Этот октябрь выдался на удивление тихим. Всего несколько приступов – затишье. Болезнь затаилась, словно зверь, который увидел добычу и был готов в любую секунду броситься на нее, лишь почуяв хоть намек на слабину. Тебе иногда казалось, что все это незаслуженно, что ты просто мальчик, который хочет стать нормальным и жить по чужим правилам. Но потом приходит осознание того, что все это непременно заслуженно, что ты просто червяк, гнойный нарыв на теле общества, от которого стоит избавиться любой ценой.
Твоя ладонь соскальзывает, ты больно ударяешься локтем о грубый камень, рукав моментально становится тяжелым – кровь. Сейчас это не так уж важно.

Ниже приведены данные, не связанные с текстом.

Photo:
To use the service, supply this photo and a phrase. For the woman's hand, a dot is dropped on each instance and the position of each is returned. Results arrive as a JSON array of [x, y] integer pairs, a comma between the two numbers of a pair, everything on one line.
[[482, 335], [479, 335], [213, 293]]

Единственное, что имеет значение, так это то, что вместе с рукой падаешь и ты – в собственный паутинный мирок, сотканный из воспоминаний, которые не могут принести ничего, кроме боли и унижения. Ты сам виноват, признай. Или забудь, растворись в лживых оправданиях, как делал раньше. Ты – никто.
Ты ничего не заслужил. Прячешься в нишу в стене, словно маленький звереныш, и надеешься, что когда тебя найдут, ты уже не будешь жить.